A One-State Solution: ICAHD’s Initial Formulation
If we can find a common vision with our Palestinian partners, ICAHD would support the creation of a single democratic state in Palestine/Israel – while still promoting the eventual emergence of a regional economic confederation. We would start with the elements detailed above, working towards a balance between equal civil and political rights among all the people living in the country (including, of course, the Palestinian refugees’ right of return) and the collective rights, identities and narratives of the citizens of Palestine/Israel.

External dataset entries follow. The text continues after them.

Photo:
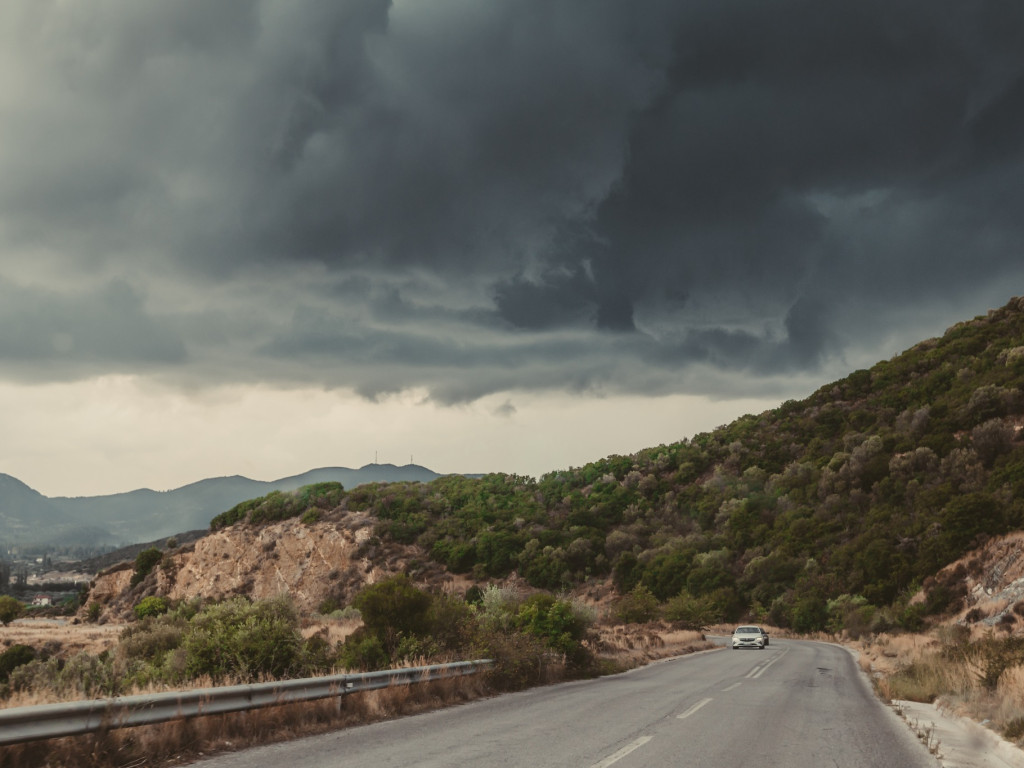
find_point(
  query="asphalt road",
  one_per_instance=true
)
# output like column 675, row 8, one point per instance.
column 798, row 705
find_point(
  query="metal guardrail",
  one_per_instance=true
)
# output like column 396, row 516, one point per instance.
column 22, row 724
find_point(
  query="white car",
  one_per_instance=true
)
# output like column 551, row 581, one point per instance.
column 750, row 636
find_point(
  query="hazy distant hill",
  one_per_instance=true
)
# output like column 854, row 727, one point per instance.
column 29, row 517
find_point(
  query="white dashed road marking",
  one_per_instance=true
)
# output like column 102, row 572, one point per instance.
column 611, row 759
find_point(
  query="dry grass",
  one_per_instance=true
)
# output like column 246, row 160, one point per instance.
column 64, row 639
column 636, row 644
column 950, row 671
column 183, row 740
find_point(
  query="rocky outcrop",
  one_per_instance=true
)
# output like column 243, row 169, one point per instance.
column 328, row 560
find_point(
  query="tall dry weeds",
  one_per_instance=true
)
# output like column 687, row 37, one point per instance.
column 186, row 739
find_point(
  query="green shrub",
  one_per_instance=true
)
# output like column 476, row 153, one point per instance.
column 558, row 624
column 690, row 612
column 637, row 606
column 363, row 650
column 10, row 608
column 14, row 656
column 393, row 608
column 243, row 639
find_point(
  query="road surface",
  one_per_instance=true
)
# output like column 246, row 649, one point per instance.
column 795, row 705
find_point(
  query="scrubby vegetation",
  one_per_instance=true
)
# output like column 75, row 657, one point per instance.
column 980, row 672
column 824, row 512
column 239, row 640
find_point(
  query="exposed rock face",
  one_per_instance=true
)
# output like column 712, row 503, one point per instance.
column 309, row 562
column 993, row 581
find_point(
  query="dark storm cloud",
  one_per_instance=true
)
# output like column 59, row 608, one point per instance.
column 472, row 197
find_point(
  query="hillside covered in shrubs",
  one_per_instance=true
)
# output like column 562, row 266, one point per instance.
column 839, row 506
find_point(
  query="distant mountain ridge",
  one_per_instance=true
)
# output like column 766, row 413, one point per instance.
column 28, row 517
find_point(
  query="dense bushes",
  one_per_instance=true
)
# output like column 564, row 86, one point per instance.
column 403, row 624
column 278, row 505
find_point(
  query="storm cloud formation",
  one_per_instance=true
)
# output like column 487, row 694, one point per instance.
column 476, row 197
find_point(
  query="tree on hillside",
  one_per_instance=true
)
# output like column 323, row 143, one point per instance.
column 10, row 609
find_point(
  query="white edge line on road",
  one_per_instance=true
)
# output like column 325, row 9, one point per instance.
column 611, row 759
column 693, row 709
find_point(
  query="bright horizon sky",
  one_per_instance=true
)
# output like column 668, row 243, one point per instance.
column 259, row 237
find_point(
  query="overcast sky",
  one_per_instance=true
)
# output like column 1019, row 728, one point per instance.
column 260, row 237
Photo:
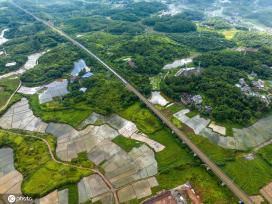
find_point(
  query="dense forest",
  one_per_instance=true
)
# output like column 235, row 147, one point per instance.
column 259, row 62
column 203, row 41
column 216, row 85
column 173, row 24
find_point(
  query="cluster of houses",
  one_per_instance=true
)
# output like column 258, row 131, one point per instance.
column 196, row 101
column 257, row 88
column 80, row 70
column 180, row 195
column 191, row 71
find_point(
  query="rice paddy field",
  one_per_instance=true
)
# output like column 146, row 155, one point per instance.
column 34, row 162
column 7, row 87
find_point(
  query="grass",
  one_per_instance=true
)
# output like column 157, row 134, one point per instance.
column 236, row 167
column 56, row 112
column 41, row 174
column 72, row 194
column 145, row 120
column 176, row 107
column 155, row 82
column 218, row 154
column 126, row 144
column 251, row 176
column 176, row 122
column 82, row 160
column 229, row 34
column 7, row 87
column 192, row 114
column 176, row 164
column 266, row 154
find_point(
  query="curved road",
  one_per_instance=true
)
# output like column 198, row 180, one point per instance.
column 7, row 103
column 203, row 157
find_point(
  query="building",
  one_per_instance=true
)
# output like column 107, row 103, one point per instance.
column 11, row 64
column 258, row 84
column 83, row 89
column 191, row 71
column 242, row 82
column 79, row 66
column 87, row 75
column 186, row 98
column 167, row 197
column 197, row 99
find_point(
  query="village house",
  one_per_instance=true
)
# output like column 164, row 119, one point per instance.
column 197, row 99
column 258, row 84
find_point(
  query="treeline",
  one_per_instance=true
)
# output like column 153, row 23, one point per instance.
column 150, row 53
column 90, row 24
column 133, row 11
column 19, row 59
column 52, row 65
column 253, row 39
column 259, row 62
column 203, row 41
column 216, row 86
column 105, row 94
column 171, row 24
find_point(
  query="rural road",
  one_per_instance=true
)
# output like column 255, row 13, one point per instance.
column 4, row 107
column 106, row 181
column 203, row 157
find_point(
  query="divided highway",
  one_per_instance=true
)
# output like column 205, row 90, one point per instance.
column 203, row 157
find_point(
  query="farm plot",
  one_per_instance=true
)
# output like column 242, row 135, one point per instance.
column 10, row 179
column 20, row 116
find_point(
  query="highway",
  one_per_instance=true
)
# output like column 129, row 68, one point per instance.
column 203, row 157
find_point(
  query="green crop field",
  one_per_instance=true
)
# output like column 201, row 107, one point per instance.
column 41, row 174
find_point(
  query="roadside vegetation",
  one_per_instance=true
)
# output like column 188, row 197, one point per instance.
column 7, row 88
column 32, row 159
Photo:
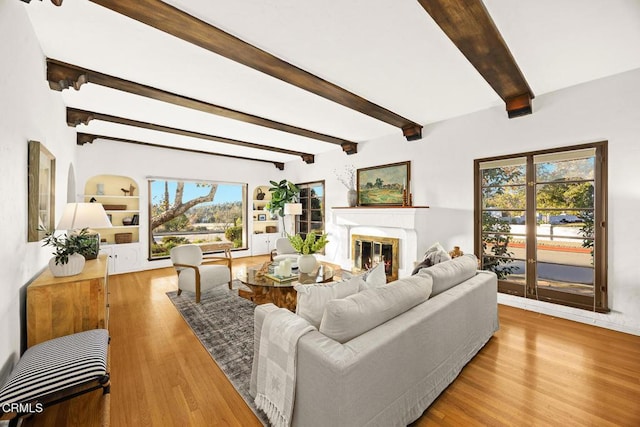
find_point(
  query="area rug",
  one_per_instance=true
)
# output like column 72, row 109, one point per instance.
column 223, row 322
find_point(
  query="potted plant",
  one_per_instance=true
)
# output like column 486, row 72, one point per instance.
column 282, row 192
column 306, row 248
column 68, row 258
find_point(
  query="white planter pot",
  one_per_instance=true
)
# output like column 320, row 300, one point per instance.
column 352, row 198
column 306, row 263
column 73, row 267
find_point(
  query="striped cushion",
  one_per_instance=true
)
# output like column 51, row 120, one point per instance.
column 56, row 365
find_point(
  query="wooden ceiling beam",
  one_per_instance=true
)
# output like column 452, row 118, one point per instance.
column 470, row 27
column 174, row 21
column 76, row 116
column 61, row 75
column 87, row 138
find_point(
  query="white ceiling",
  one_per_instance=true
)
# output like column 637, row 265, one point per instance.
column 388, row 51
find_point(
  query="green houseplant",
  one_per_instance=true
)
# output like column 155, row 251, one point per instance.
column 306, row 248
column 309, row 245
column 282, row 192
column 68, row 255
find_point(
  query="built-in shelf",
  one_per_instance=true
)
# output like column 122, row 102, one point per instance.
column 110, row 187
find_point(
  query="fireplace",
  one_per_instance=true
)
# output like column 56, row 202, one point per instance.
column 368, row 251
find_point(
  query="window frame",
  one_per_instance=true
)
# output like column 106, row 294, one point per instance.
column 243, row 210
column 307, row 209
column 599, row 301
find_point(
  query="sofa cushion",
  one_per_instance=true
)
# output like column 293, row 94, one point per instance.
column 345, row 319
column 447, row 274
column 313, row 298
column 372, row 278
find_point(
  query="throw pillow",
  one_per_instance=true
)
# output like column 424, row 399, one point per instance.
column 448, row 274
column 345, row 319
column 371, row 278
column 311, row 299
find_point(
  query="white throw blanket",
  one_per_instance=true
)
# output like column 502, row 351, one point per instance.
column 276, row 379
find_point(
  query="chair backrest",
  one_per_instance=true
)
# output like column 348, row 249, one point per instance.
column 283, row 246
column 186, row 254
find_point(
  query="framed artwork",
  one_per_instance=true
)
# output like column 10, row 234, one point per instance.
column 383, row 185
column 41, row 191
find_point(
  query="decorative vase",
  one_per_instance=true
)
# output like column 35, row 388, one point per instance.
column 71, row 268
column 306, row 263
column 352, row 198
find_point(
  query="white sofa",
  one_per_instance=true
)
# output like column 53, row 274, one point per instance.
column 389, row 375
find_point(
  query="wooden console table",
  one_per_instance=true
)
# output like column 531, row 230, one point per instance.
column 58, row 306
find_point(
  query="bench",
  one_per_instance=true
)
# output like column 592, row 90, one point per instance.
column 54, row 371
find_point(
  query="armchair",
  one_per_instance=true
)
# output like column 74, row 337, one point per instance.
column 197, row 273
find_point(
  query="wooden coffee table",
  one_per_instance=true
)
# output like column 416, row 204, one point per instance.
column 265, row 290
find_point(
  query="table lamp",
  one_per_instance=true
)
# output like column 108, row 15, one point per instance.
column 77, row 216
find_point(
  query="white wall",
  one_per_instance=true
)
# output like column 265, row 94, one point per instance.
column 442, row 175
column 139, row 162
column 29, row 110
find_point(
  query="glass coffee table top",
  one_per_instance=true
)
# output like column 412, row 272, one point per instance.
column 259, row 275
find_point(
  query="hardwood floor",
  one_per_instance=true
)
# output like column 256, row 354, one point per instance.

Finding the individual/collective balance is not easy: the national element in Palestine/Israel cannot be ignored or minimized, but neither do bi-national states work very well. The balance should therefore be weighted towards civil rights and the nurturing of a multicultural society, perhaps on the Canadian model. Beneath the technicalities, however, looms an exceptionally unjust and painful history between Israelis and Palestinians, certainly not one of equals, and it is unlikely that the narratives and experiences of the two peoples will ever be bridged. (That does not mean, however, that a process of reconciliation cannot be undertaken after the political issues are resolved.) But to attempt to resolve all the issues of disagreement at this stage is pointless; it simply throws any constructive political process into an irresolvable maelstrom of claims and counter-claims. There seems to be only one useful starting point for a joint effort to construct a single state for all: the principle of self-determination mitigated by the necessity of creating a single political entity. Beginning with the idea that two peoples share the country and, given their own national identities and needs, must also create a common political space, that extremely difficult task of constructing a functioning state where bi-national states have for the most part failed falls to us who are capable of delaying historical accounting, compensation and reconciliation until after a just and feasible unitary state can be founded. That does not mean replacing genuine issues and needs with the technicalities of state-building – they go hand-in-hand – but rather privileging the common needs of the moment for a future in which redress and reconciliation are possible.
These are our initial formulations regarding an urgent project of peace-making that must engage ever-widening circles of Palestinians and Israelis, with input from others. They are not intended to cover up crimes of the past or present, but rather to identify broad areas of common interests upon which our joint future can be built – followed by redress, reconciliation and historical accounting. If we seek to be political actors playing a key role in resolving the Israeli-Palestinian conflict, we must work together to articulate a genuinely rights-based solution that will not only resolve the issues before us, but will pave the way for reconciliation and regional development. Then we must work to legitimize it to a point where it becomes a viable political alternative.
Beyond that, we must do what we have failed to do until now: block out a strategy of “getting there,” beginning by identifying the international institutions and governments with whom we must work, and finding effective ways of mobilizing them.
The work has just begun. We
at ICAHD believe that civil society – Palestinian, Israeli and international – will play a decisive role in achieving justice, equality, peace and reconciliation in our region. We stand ready to contribute what we can to ensure the joint future for our two peoples, and for all the peoples of the Middle East and beyond.